Now the downstream crates look the same, but you backport some new syntax:

let r = &mut STATIC_MUT
// desugars to 
let r = STATIC_MUT.get_mut() as &mut _;

let r = &STATIC_MUT;
// desugars to
let r = &STATIC_MUT.get() as &_;

This new syntax will exist for the {2015,2018,2021} editions but not for the 2024 edition. Additionally, this is very easy to apply in an automated fashion al a cargo fix.

There's precedent for this kind of syntax backfill with IntoIter for arrays.


Assuming pub static mut is pretty rare, this sugar won't come up often, likely significantly less often than the array into_iter example.

If you still want to get a &SyncUnsafeCell<u32> on those earlier editions, we add a method:

let r: &SyncUnsafeCell<u32> = SyncUnsafeCell::ref(STATIC_MUT)

This method will be a linter error on the 2024 edition, and cargo fix should replace it with a simple &.

We can (and should) also skip the sugar for the defining crate, since you're changing the static yourself you can change the rest of your code to use SyncUnsafeCell's accessor methods.


Not really?
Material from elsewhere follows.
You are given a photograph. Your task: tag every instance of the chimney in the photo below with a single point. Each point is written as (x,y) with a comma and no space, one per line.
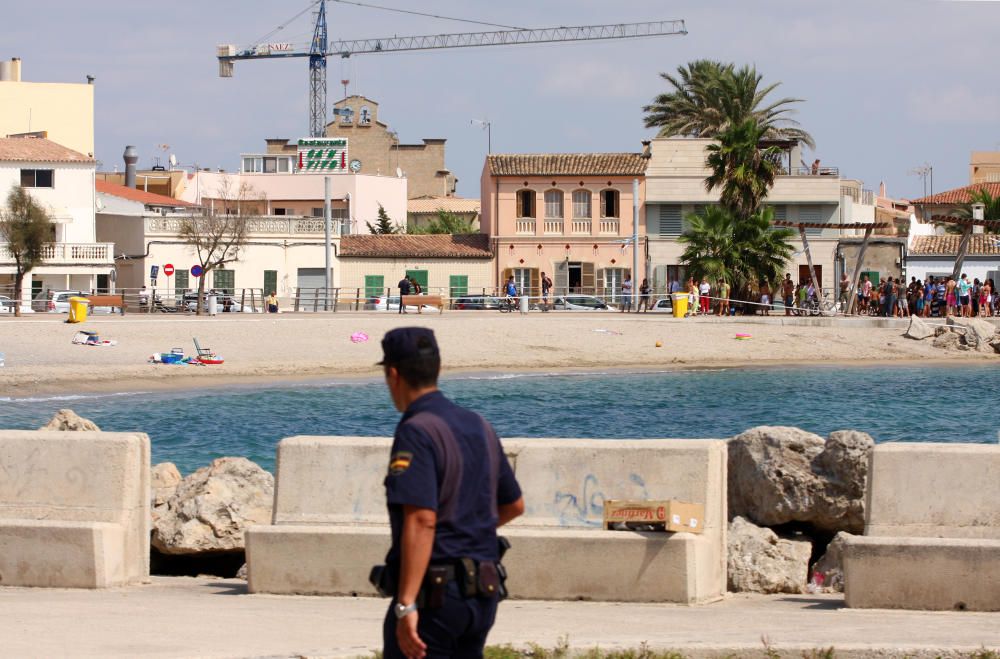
(131,158)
The edition difference is exactly and only that <[T; N] as IntoIterator>::into_iter is hidden from method lookup in edition 2015. There's no extra special desugaring going on there.

The closest equivalent for static mut wouldn't be special sugar to make &[mut ]sync_unsafe_cell do &[mut ]*sync_unsafe_cell.get(), it'd be magic to make old editions see static: SyncUnsafeCell<T> as if it's defined with static mut: T instead.

It's honestly unnecessary to remove static mut from new editions. If it's safe to addr_of[_mut]! it and unsafe to &[mut] it (i.e. how we treat #[packed] fields with non-trivial alignment requirements), that puts a sufficient safety lock on the footgun and makes it effectively equivalent to using SyncUnsafeCell.